GCP's effort saves DFAS jobs

When the Pentagon made a recommendation to close Cleveland's Defense Finance and Accounting Service (DFAS), chances for reversal seemed slim.

When the Pentagon made a recommendation to close Cleveland's Defense Finance and Accounting Service (DFAS), chances for reversal seemed slim.

The community was mostly unaware of the DFAS, and the city was unsure of the specifics of the Base Realignment and Closure (BRAC) process and unable to challenge the recommendation. Knowing that a closure would bring the loss of 1,200 jobs and endless problems for the hundreds of thousands of people paid through the office, the Greater Cleveland Partnership (GCP), a regional business advocacy group, took action.


The GCP hired Edward Howard & Co. to help mobilize support. The firm knew research would be important in laying the foundation for the effort. Because the DFAS brass were required to remain neutral during the BRAC process, the firm would have to turn to the employees' union and media analyses for information.

Once it knew more about the DFAS, the firm would have to dissect the BRAC process itself to more accurately respond to the BRAC recommendation.

"We knew... we needed to raise questions about the methodology that was employed and whether it was correct because that would affect the recommendations and decision," says Wayne Hill, president of Edward Howard & Co.


A thorough review of the criteria and calculations used in the Pentagon's recommendation unearthed mistakes in the methodology and statistics, which the firm was able to convey in a pivotal BRAC Regional Hearing.

After analyzing the economic impact of the closure and its role in the war effort, the firm developed messages and strategy reflecting that the work being done in Cleveland was of superior quality and could not be performed elsewhere without negatively affecting military members and their families, as well as the Cleveland DFAS employees.

A broad coalition effort was developed to trumpet these messages through rallies, distributed materials, and employee involvement, humanizing the DFAS and letting the community know its help was needed.

"Because we were able to understand what they were doing and how they were doing it, we were able to make the community understand that we actually had a jewel here in downtown Cleveland, one that was pivotal in the war effort," says Hill.


Not only did the commission vote to overturn the Pentagon's initial recommendation, it added a minimum of 500 new jobs to the DFAS. The decision preserved a $65 million annual payroll and $1.3 million in annual Cleveland income tax revenue, and several members of the media acknowledged that their previous skepticism was misplaced.

"Our success came from really challenging the recommendation itself and undoing that," says Carol Caruso, SVP for advocacy at the GCP.


Now that the DFAS is safe, GCP is working on marketing Cleveland itself, channeling its efforts into transferring eligible workers from other DFAS locations.

"We're looking to build upon the huge success by attracting folks to come to Cleveland and fill the jobs we were able to retain and grow," says Caruso.

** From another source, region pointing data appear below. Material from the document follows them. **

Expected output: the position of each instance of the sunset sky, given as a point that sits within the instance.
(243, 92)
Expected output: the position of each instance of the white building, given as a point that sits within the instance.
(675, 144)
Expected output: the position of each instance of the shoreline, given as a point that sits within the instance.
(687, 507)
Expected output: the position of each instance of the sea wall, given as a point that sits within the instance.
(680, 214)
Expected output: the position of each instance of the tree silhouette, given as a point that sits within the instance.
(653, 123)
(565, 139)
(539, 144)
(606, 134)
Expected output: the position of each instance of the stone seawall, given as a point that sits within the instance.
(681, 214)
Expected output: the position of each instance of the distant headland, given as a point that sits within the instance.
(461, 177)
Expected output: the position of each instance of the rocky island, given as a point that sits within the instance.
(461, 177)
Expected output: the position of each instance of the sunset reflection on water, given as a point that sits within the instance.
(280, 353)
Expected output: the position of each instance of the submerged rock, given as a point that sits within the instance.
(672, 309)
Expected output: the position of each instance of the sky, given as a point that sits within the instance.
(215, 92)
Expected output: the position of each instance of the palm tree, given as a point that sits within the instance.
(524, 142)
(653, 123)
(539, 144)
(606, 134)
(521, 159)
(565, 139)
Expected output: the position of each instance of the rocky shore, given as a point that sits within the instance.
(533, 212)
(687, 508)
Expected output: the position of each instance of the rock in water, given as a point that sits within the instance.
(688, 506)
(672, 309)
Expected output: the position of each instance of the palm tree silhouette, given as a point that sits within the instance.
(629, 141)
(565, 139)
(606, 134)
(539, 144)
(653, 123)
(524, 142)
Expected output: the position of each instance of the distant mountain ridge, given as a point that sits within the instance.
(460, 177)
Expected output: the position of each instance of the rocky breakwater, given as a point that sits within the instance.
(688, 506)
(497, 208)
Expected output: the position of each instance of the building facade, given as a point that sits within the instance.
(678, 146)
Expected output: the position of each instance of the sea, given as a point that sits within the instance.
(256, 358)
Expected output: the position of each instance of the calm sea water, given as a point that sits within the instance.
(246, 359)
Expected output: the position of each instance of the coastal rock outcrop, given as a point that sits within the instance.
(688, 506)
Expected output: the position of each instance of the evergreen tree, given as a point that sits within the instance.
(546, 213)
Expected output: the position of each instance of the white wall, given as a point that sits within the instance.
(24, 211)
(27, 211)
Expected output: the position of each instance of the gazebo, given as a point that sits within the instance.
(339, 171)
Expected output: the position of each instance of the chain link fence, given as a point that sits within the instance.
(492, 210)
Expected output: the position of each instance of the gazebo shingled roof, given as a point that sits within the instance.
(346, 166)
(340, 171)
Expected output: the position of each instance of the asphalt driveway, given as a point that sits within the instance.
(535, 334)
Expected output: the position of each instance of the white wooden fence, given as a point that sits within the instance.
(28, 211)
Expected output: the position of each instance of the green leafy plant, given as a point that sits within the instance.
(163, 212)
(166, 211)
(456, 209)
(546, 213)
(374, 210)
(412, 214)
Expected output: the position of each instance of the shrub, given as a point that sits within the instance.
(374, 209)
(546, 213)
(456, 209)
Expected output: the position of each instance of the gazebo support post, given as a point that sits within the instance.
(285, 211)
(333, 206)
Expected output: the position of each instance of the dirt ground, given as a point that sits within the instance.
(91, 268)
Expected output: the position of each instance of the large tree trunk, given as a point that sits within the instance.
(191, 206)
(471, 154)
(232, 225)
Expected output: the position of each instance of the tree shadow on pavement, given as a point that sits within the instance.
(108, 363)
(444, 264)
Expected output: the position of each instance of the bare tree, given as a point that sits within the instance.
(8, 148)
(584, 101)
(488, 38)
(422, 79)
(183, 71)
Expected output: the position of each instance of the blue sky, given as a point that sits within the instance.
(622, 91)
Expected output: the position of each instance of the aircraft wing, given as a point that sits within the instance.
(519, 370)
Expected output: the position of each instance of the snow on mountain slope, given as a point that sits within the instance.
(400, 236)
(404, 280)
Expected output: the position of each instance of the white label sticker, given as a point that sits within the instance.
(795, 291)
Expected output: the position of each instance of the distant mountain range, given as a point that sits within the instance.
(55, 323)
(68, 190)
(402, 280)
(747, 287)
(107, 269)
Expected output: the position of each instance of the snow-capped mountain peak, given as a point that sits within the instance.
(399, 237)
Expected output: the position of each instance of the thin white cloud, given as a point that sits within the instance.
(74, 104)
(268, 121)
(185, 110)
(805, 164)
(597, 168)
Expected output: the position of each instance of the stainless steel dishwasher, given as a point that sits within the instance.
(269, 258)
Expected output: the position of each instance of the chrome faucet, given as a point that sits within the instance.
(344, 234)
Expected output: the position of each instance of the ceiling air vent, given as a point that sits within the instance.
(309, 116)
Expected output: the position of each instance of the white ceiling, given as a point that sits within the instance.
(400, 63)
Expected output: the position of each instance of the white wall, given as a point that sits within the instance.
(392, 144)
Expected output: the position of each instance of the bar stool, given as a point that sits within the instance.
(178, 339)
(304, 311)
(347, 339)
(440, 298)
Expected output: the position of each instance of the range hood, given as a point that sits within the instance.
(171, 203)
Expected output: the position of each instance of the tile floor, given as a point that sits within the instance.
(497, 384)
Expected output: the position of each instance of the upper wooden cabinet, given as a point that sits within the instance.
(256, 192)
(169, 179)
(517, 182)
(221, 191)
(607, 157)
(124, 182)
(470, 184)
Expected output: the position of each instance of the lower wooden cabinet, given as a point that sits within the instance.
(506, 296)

PR team: Greater Cleveland Partnership (Cleveland) and Edward Howard & Co. (Cleveland)
Campaign: Excellent People. Excellent Performance. Excellent Value.
Duration: May 2005-ongoing
Budget: About $150,000

PRWeek's view

Unlike many campaigns that benefit from a running start, Edward Howard & Co.'s intensive initial research of the BRAC process was vital to the success of the campaign. Rather than going to the public immediately following the closure recommendation, it took the time to collect as much data as possible to ensure that the public was well-informed about the purpose of the DFAS before asking them to rally around it. By vesting the community's interest in the base's future, the firm was able to guarantee genuine concern - and involvement - in the effort.